5 Best Ways to Convert Excel Integer to Date in Python

πŸ’‘ Problem Formulation: When dealing with Excel data in Python, it’s common to encounter date values represented as serial date integers. In Excel, dates are serialized so they can be used in calculations. In this article, we’ll go over converting an integer that represents a serialized Excel date into a Python datetime object. For example, an input of 44022 should convert to an output representing the date 2020-06-04.

Method 1: Using xlrd Library

This method involves the xlrd library, specifically its function xldate_as_tuple. This function converts Excel date format (a float or integer) to a tuple that datetime library can use to create a date object. The xlrd library is particularly useful when working with older Excel formats like .xls.

Here’s an example:

import xlrd
from datetime import datetime

excel_integer = 44022
tuple_date = xlrd.xldate_as_tuple(excel_integer, 0)
date_object = datetime(*tuple_date[:3])

print(date_object)

Output:

2020-06-04 00:00:00

This snippet converts the Excel date integer 44022 to a date object using the xlrd.xldate_as_tuple function, then constructs a datetime object that only includes the year, month, and day.

Method 2: Using Pandas to_datetime with origin

Pandas provides a convenient function to_datetime that can convert integer series to dates. By setting the origin and unit parameters, we can specify that the integers represent days starting from Excel’s date system origin (1900-01-01).

Here’s an example:

import pandas as pd

excel_integer = 44022
date_object = pd.to_datetime(excel_integer, origin='1899-12-30', unit='D')

print(date_object)

Output:

2020-06-04 00:00:00

The code uses Pandas to_datetime to handle the conversion, accounting for Excel’s default date starting point. The unit='D' indicates that the number represents days.

Method 3: Using openpyxl Library

Openpyxl is another library for reading and writing Excel files. It provides a function from_excel that can be used to convert the Excel date serial number to a datetime object directly.

Here’s an example:

from openpyxl.utils import from_excel
from datetime import datetime

excel_integer = 44022
date_object = datetime(*from_excel(excel_integer))

print(date_object)

Output:

2020-06-04 00:00:00

This example uses openpyxl.utils.from_excel to directly convert an Excel serial number to a tuple suitable for creating a datetime object.

Method 4: Manual Conversion

A manual conversion can be achieved using datetime and a reference start date matching Excel’s base date, then adding the Excel integer as a timedelta.

Here’s an example:

from datetime import datetime, timedelta

excel_integer = 44022
start_date = datetime(1899, 12, 30)  # Excel's base date
date_object = start_date + timedelta(days=excel_integer)

print(date_object)

Output:

2020-06-04 00:00:00

This snippet manually calculates the date by adding the Excel integer, representing the number of days, to Excel’s base date using timedelta.

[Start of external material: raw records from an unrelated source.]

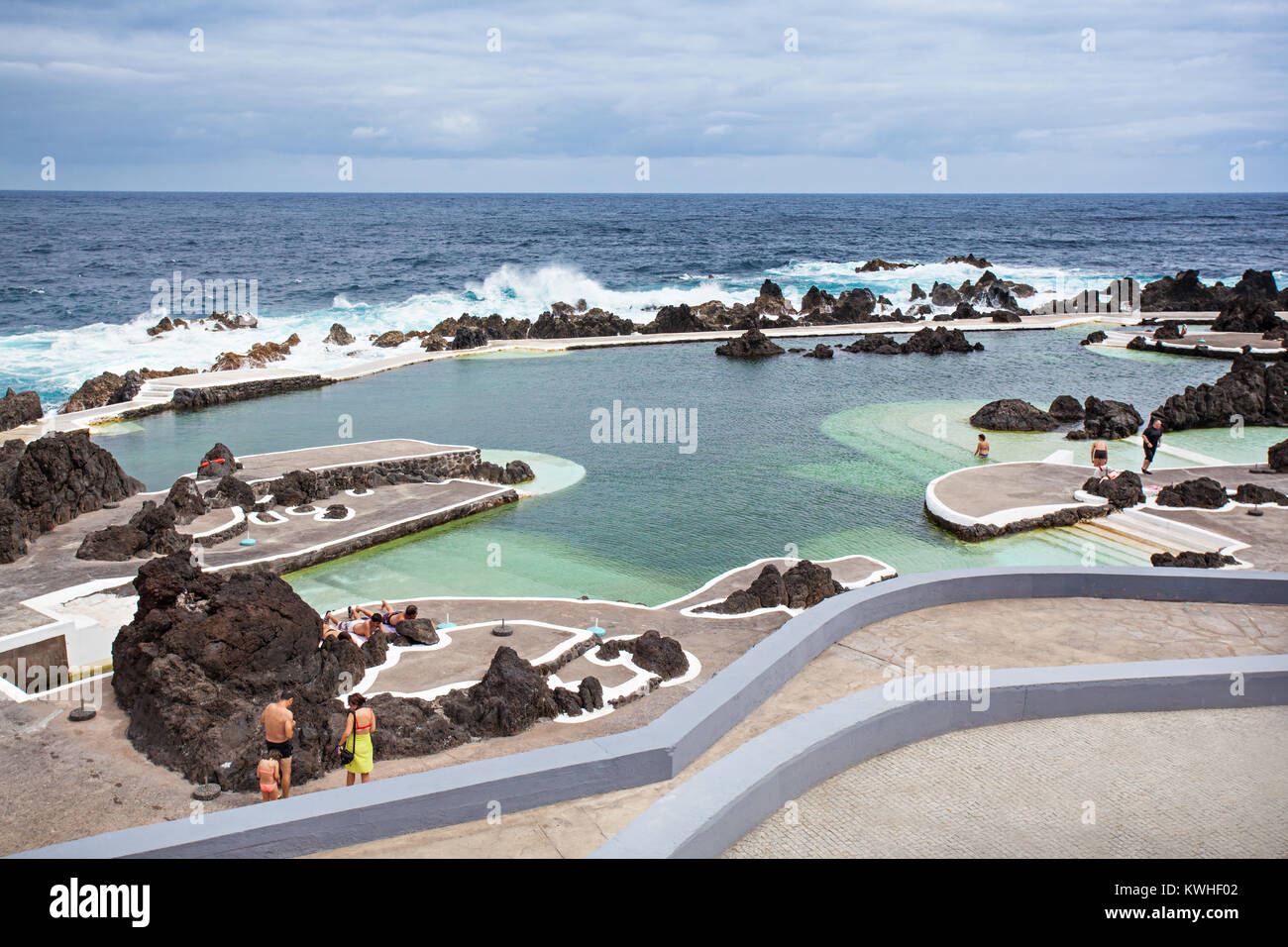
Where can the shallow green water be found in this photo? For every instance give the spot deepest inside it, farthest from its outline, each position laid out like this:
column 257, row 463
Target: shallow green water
column 823, row 458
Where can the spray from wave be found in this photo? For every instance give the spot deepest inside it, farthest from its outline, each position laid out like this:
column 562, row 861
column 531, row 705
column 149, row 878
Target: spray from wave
column 55, row 363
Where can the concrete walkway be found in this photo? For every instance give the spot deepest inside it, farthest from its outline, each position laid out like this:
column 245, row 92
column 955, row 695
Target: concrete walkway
column 1004, row 493
column 1166, row 785
column 1020, row 633
column 158, row 393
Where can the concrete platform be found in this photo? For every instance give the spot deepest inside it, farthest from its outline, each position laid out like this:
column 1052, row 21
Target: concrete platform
column 1197, row 784
column 1003, row 495
column 1006, row 633
column 67, row 751
column 82, row 602
column 158, row 394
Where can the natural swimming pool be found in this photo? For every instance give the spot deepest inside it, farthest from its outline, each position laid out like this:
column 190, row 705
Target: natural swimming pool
column 815, row 458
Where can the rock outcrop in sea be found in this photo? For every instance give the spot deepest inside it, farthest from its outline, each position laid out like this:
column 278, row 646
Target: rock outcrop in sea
column 1107, row 420
column 751, row 344
column 52, row 480
column 1252, row 392
column 111, row 388
column 150, row 531
column 803, row 585
column 651, row 652
column 1121, row 491
column 931, row 342
column 1193, row 561
column 1013, row 414
column 1202, row 492
column 1065, row 407
column 339, row 335
column 1278, row 457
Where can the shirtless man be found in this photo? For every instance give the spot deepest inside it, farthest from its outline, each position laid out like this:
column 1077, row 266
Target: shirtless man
column 1100, row 458
column 393, row 617
column 278, row 728
column 355, row 628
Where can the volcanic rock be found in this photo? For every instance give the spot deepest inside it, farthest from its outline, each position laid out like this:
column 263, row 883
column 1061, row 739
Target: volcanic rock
column 1107, row 420
column 469, row 338
column 565, row 322
column 218, row 462
column 752, row 344
column 590, row 693
column 879, row 264
column 233, row 320
column 404, row 727
column 510, row 698
column 674, row 318
column 185, row 500
column 1257, row 493
column 231, row 492
column 1122, row 491
column 419, row 630
column 1278, row 457
column 943, row 294
column 18, row 408
column 1203, row 492
column 1247, row 315
column 816, row 299
column 1250, row 390
column 1065, row 407
column 201, row 660
column 1194, row 561
column 1183, row 292
column 971, row 260
column 339, row 335
column 97, row 392
column 771, row 300
column 938, row 341
column 651, row 652
column 514, row 472
column 52, row 480
column 112, row 544
column 259, row 355
column 1257, row 285
column 803, row 585
column 1013, row 414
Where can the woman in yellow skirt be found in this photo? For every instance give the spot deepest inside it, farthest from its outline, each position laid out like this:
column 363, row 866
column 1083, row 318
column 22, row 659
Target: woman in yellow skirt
column 360, row 723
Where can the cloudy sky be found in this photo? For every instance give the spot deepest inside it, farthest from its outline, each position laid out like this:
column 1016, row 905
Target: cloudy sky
column 837, row 97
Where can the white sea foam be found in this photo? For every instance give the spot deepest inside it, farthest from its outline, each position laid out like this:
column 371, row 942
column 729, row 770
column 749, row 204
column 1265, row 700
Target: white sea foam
column 56, row 363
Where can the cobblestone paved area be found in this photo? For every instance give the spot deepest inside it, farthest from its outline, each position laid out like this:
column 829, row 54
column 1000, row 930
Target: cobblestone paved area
column 1185, row 784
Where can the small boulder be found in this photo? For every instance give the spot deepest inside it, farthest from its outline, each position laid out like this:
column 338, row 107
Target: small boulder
column 1013, row 414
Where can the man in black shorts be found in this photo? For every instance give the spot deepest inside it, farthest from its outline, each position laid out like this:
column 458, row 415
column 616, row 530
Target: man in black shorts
column 278, row 728
column 1150, row 438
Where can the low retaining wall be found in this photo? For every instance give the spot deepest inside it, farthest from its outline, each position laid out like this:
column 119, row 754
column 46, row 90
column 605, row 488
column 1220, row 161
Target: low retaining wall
column 711, row 812
column 185, row 398
column 660, row 750
column 314, row 556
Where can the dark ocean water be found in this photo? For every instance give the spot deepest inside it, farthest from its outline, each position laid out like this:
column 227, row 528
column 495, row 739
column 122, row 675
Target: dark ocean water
column 73, row 260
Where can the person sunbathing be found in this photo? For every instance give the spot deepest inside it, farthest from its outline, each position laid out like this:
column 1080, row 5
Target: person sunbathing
column 359, row 629
column 391, row 618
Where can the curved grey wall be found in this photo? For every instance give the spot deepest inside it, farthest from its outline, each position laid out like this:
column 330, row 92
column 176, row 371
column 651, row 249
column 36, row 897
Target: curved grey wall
column 709, row 812
column 660, row 750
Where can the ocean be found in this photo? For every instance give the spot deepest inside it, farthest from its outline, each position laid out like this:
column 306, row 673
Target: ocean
column 77, row 269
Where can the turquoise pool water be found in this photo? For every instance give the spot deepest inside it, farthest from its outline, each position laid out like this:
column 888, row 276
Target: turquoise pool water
column 816, row 458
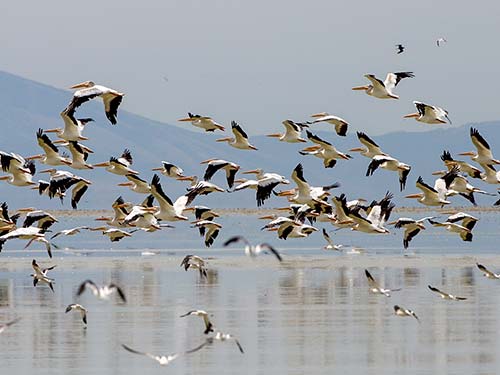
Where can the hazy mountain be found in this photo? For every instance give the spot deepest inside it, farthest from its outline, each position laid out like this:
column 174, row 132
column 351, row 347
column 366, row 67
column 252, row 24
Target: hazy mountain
column 27, row 105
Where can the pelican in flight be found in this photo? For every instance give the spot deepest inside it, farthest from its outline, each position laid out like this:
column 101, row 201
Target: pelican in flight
column 203, row 122
column 483, row 155
column 213, row 165
column 338, row 123
column 293, row 132
column 73, row 127
column 170, row 170
column 370, row 150
column 376, row 288
column 429, row 114
column 89, row 90
column 383, row 90
column 240, row 139
column 253, row 251
column 391, row 164
column 444, row 295
column 323, row 150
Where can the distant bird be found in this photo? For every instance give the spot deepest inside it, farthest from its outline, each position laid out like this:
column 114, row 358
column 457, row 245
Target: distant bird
column 376, row 288
column 487, row 273
column 196, row 263
column 203, row 122
column 40, row 275
column 204, row 315
column 170, row 170
column 89, row 90
column 253, row 251
column 80, row 308
column 4, row 326
column 383, row 90
column 240, row 139
column 441, row 41
column 330, row 245
column 293, row 132
column 101, row 292
column 429, row 114
column 340, row 125
column 446, row 295
column 401, row 311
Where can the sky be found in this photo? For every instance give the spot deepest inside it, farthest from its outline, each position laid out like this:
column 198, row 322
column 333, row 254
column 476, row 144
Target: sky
column 261, row 62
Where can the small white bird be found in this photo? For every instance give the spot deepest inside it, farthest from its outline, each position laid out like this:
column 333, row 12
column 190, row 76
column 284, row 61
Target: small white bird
column 103, row 292
column 80, row 308
column 376, row 288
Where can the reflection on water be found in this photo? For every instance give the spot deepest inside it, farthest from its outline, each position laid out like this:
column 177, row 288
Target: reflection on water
column 293, row 319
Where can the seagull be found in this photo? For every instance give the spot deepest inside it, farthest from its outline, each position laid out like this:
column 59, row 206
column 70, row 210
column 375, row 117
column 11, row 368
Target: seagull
column 195, row 262
column 253, row 251
column 400, row 311
column 41, row 275
column 446, row 295
column 330, row 245
column 383, row 90
column 89, row 90
column 80, row 308
column 102, row 292
column 376, row 288
column 204, row 315
column 4, row 326
column 487, row 272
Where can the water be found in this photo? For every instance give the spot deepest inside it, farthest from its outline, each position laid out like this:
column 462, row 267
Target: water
column 312, row 314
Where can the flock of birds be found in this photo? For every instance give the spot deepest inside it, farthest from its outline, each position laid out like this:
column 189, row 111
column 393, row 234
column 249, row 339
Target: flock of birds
column 308, row 204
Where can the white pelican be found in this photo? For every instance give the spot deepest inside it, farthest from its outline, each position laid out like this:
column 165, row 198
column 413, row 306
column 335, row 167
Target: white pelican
column 429, row 195
column 391, row 164
column 40, row 275
column 483, row 155
column 464, row 167
column 89, row 90
column 213, row 165
column 209, row 327
column 119, row 166
column 376, row 288
column 195, row 262
column 51, row 152
column 203, row 122
column 101, row 292
column 170, row 170
column 429, row 114
column 324, row 150
column 401, row 311
column 73, row 127
column 412, row 227
column 487, row 273
column 464, row 233
column 383, row 90
column 169, row 211
column 29, row 233
column 444, row 295
column 370, row 150
column 136, row 184
column 339, row 124
column 253, row 251
column 212, row 230
column 80, row 308
column 293, row 132
column 240, row 139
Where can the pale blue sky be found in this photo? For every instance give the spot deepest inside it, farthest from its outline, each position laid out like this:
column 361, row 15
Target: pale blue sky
column 260, row 62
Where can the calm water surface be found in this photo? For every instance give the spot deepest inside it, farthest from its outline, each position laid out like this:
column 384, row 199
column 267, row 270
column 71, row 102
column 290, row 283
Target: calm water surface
column 312, row 314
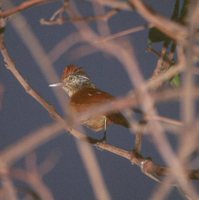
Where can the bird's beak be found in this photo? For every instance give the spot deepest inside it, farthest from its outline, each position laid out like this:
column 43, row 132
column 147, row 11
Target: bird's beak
column 56, row 85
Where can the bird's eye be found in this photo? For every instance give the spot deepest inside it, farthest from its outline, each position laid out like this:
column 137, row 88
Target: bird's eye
column 70, row 78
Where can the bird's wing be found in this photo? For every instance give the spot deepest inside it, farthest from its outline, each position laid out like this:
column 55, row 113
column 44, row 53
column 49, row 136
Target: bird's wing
column 81, row 99
column 90, row 95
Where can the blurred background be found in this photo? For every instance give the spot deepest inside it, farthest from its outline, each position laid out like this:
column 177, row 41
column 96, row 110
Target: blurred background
column 21, row 114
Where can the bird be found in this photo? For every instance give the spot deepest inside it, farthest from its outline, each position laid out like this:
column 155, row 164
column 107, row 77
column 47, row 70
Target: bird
column 83, row 95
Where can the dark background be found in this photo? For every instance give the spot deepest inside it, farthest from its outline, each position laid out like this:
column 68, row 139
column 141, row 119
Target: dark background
column 20, row 113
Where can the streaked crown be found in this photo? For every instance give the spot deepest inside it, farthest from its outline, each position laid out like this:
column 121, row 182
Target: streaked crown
column 72, row 70
column 74, row 78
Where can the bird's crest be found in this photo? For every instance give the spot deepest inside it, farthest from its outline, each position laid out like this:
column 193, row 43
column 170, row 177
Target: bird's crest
column 71, row 69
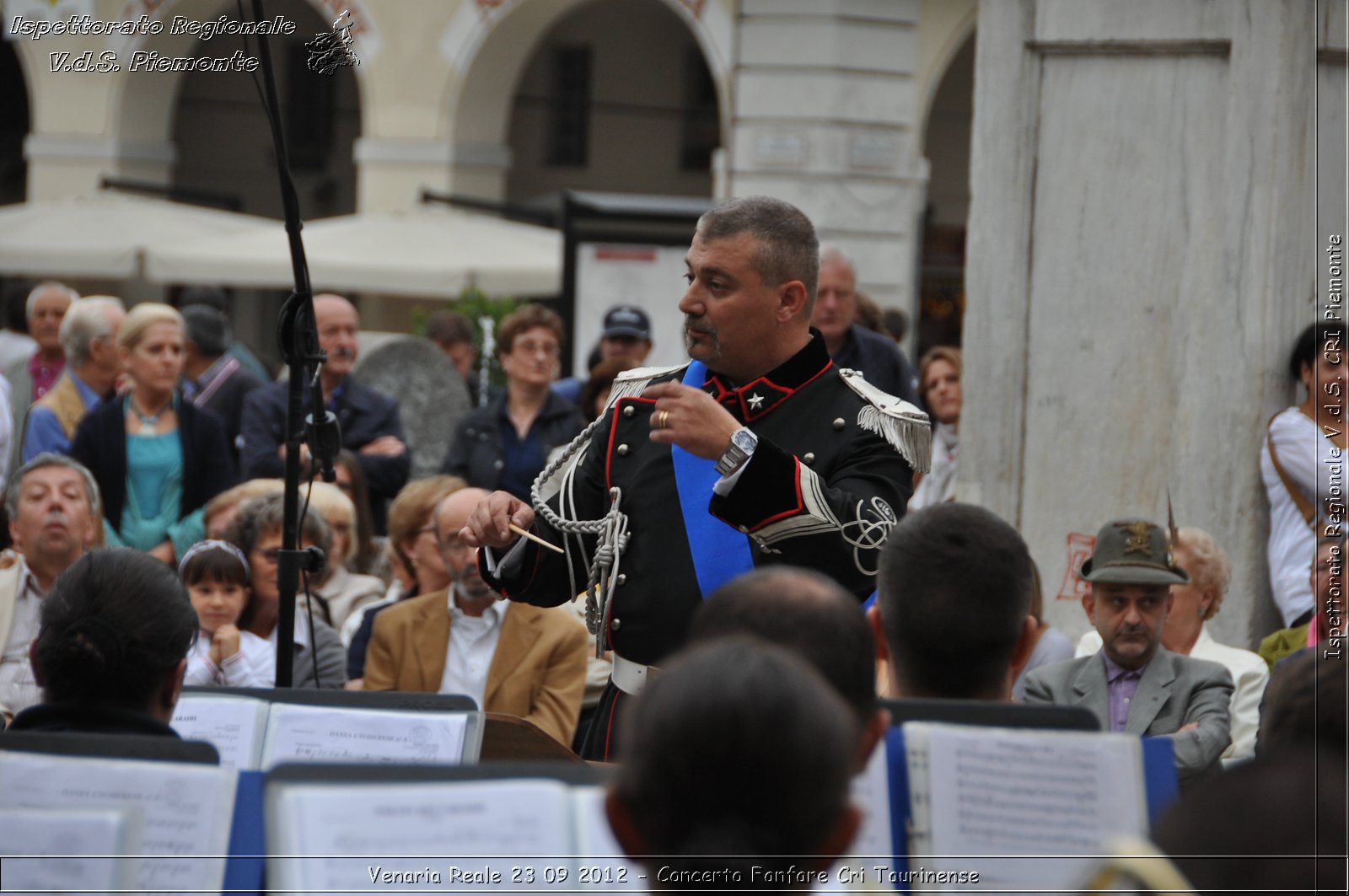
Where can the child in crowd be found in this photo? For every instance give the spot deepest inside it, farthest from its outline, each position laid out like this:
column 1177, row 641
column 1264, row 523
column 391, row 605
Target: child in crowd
column 218, row 581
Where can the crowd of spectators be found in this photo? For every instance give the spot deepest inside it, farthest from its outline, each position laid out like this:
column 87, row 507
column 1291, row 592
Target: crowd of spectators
column 145, row 431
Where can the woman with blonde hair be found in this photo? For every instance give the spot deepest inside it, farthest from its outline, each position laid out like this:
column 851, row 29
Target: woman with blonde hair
column 939, row 390
column 157, row 459
column 416, row 559
column 344, row 591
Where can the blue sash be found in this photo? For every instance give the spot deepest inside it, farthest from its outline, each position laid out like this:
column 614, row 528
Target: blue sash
column 719, row 550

Bonus One-Liner Method 5: Using Dateutil Parser

The dateutil library is a powerful extension to the standard datetime module. It provides a parse function that can automatically detect the correct date format.

Here’s an example:

from dateutil.parser import parse

excel_integer = '44022'
date_object = parse(excel_integer, yearfirst=True, dayfirst=False)

print(date_object)

Output:

2020-06-04 00:00:00

This example demonstrates how to use dateutil.parser.parse to interpret the Excel integer as a year string, producing a date object. Note that this method assumes the integer is passed as a string.

Summary/Discussion

  • Method 1: Using xlrd Library. Great for older Excel files. Limited to work with the deprecated .xls format. It requires installation of additional library.
  • Method 2: Using Pandas to_datetime with origin. Utilizes the robust and widely-used Pandas library. Works well for series of numbers at once. However, it is heavy if Pandas is not already being used for other purposes.
  • Method 3: Using openpyxl Library. Best suited for interacting with newer Excel files (.xlsx). Does not require manual calculations. However, similar to others, it involves an external library.
  • Method 4: Manual Conversion. Does not depend on external libraries. It’s straightforward but requires manual handling of Excel’s leap year bug.
  • Bonus One-Liner Method 5: Using Dateutil Parser. Simple and concise. The dateutil parser is very versatile but can be overkill for this specific task and might interpret data incorrectly without proper format hints.